Intel are readying a new standard for so-called "microservers", based on the company's prototype targeted at low-traffic websites. The open standard would describe a royalty-free, compact alternative to blade servers - powered by Intel processors, naturally - which combines both low idle power draw and fast response times. Intel's current prototype has a 1.86GHz quad-core Lynnfield processor paired with four memory slots.
That Nehalem-series processor draws just 45W at full blow, but will soon be replaced by a a dual-core Clarkdale requiring 30W. The individual server board is designed to sit into an 8.75-inch-tall chassis that has the network and power connectivity together with responsibility for actively cooling the system; up to 16 microservers can fit into each chassis.

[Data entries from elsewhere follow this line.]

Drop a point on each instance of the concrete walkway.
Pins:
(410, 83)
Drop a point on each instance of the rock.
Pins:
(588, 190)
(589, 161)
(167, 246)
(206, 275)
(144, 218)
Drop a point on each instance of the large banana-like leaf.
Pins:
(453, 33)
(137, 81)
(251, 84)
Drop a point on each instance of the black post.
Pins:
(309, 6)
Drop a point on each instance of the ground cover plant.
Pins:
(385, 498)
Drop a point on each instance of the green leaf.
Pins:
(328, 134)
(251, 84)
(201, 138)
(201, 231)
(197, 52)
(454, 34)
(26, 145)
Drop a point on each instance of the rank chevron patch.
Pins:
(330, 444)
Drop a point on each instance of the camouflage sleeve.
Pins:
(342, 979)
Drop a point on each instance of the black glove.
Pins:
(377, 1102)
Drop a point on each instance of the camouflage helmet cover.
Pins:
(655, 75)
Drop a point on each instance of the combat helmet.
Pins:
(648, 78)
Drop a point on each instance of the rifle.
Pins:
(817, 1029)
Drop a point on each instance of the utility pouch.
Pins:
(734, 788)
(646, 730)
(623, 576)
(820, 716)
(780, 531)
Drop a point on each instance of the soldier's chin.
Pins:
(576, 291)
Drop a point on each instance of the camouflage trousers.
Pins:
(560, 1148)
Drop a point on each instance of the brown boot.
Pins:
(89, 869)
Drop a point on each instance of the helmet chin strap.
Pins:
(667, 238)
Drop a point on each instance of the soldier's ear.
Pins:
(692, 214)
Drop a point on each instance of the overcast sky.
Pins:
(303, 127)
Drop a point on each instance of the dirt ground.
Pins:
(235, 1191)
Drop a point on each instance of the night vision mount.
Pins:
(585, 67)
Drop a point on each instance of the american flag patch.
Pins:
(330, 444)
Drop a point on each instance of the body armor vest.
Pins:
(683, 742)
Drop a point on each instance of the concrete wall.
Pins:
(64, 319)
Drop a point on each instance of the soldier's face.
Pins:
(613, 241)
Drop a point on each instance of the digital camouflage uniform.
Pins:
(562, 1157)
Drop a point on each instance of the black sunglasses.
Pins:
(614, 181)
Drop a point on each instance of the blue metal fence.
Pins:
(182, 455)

Running along the bottom, meanwhile, are 16 2.5-inch HDD sleds that connect to each microserver. While unlikely to be capable of supporting a mainstream site, the microservers will be ideal "for the low-end, scaled-out Web hosting space" Jason Waxman, general manager of Intel's high-density computing group explained. The new range of relatively frugal CPUs means "[Intel] think we can put enough power in a low enough power envelope" Waxman continued.
Eventually, the goal is to achieve a 25W idle draw for the entire microprocessor. Intel will be offering the design specification to the Server System Infrastructure Forum before the end of 2009.